Emerging Markets such us Brazil, China, India and South Africa provide new opportunities for collaboration in areas such as teaching and research, student exchange or training. Why should an international student or professional looking to study in the Pacific Region choose Vanuatu?
Having a bi-lingual environment will be our competitive advantage, for you cannot find it often, only in places like Canada or Belgium. In fact, Chinese students are already showing huge interest in coming here to study in English and our feedback has been: “come, you will study in English also having the opportunity to learn French”.
Although we may not have many competitive edges (University wise), living in a global society as we do now, implies it is relevant to learn about other cultures. We send our students everywhere: China, the Philippines, France, UK even Cuba in the case of medical doctors. So, besides getting training in what is not locally available, they come back having been “been exposed to other cultures and living experiences”. This is itself is advantageous.
Our students whom return from China are now fluent in Chinese, the language spoken by most people in the world, and that is a “collateral” advantage that we did not perceive at the beginning, when we started sending them there. Several Chinese companies are investing in Vanuatu (it’s our biggest trading partner) and instead of bringing their own translators, we can now propose to them to hire translators or workers here locally.

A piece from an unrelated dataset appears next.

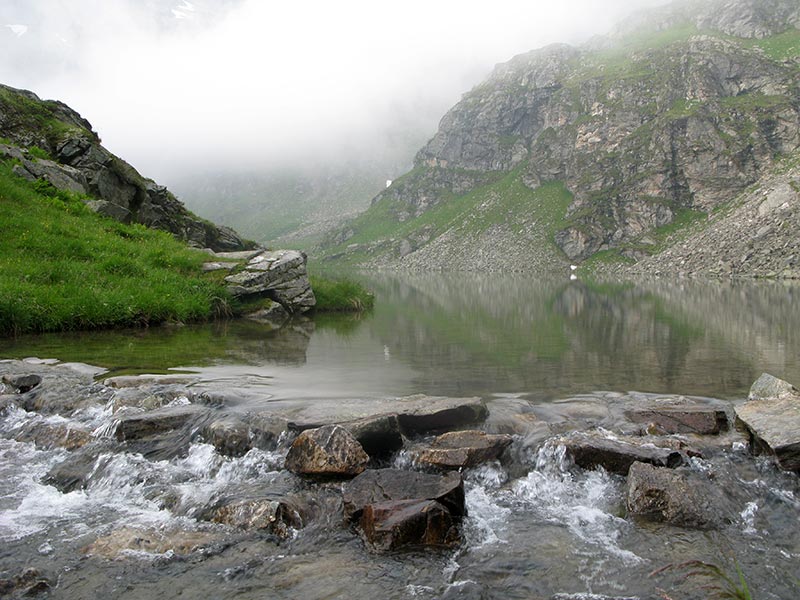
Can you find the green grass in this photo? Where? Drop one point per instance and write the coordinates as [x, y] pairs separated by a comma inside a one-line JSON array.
[[63, 267]]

Coming back to your question, we may not present many advantages as a small country, but coming to know a country such as ours and its cultures in a University context where programs are supported by other renowned international Universities is always a valuable experience.
As Minister of Education you have one of the most important functions right now in Vanuatu: to provide an integral, permanent and quality education for the young people. For which goals would like to be recognized by young people who will have the future of Vanuatu in their hands?

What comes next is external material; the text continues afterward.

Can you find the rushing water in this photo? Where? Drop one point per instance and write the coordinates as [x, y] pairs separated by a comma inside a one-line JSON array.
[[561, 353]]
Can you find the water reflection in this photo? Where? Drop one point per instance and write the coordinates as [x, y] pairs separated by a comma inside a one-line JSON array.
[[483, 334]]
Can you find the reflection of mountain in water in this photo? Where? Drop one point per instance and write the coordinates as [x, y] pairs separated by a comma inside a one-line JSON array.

I am aware my statement bares a high amount of responsibility, but when dealing with Forests, livestock, or civil aviation one speaks of impersonal things; whereas, dealing with people’s lives (specially our children and youth), implies the huge responsibility of researching and making sure we are providing them with the very best we have and leaving them the best legacy we can. They will be our successors and leaders of tomorrow; as such we want to ensure we give them the best and most suitable education that will prepare them to cope with life.
That is one of the reasons why I always advise my officials in this Ministry never to take education of our children for granted. We need to drive it with a passion for them to be the future beneficiaries.
It is obviously an evolving and changing matter, for in the past there were neither environmental issues nor ICT. So, we need to develop a dynamic education system which can adapt itself not only to our local way of life but to what is happening around us.
How do I wish to be remembered? Well, my personal life is not relevant, I would like us to maintain a culture of responsibility and to be remembered as having provided the best support to schools (content and accessibility wise) plus concerning the credibility of delivered knowledge to our children, either in the Academic or Technical stream.
I will really be happy if we manage to do what we are supposed to and in the best and right way to:
• Ensuring an inclusive Education System
• Ensuring that provided content is aligned with the changing requirements of the world we live in
• With modesty, I shall simply be a happy man, if one day all our citizens can fluently communicate in English and in French (not that I want to be remembered for that). Because they will come to really cherish the true benefits of as unique citizens, when the many doors of opportunity start opening up for them.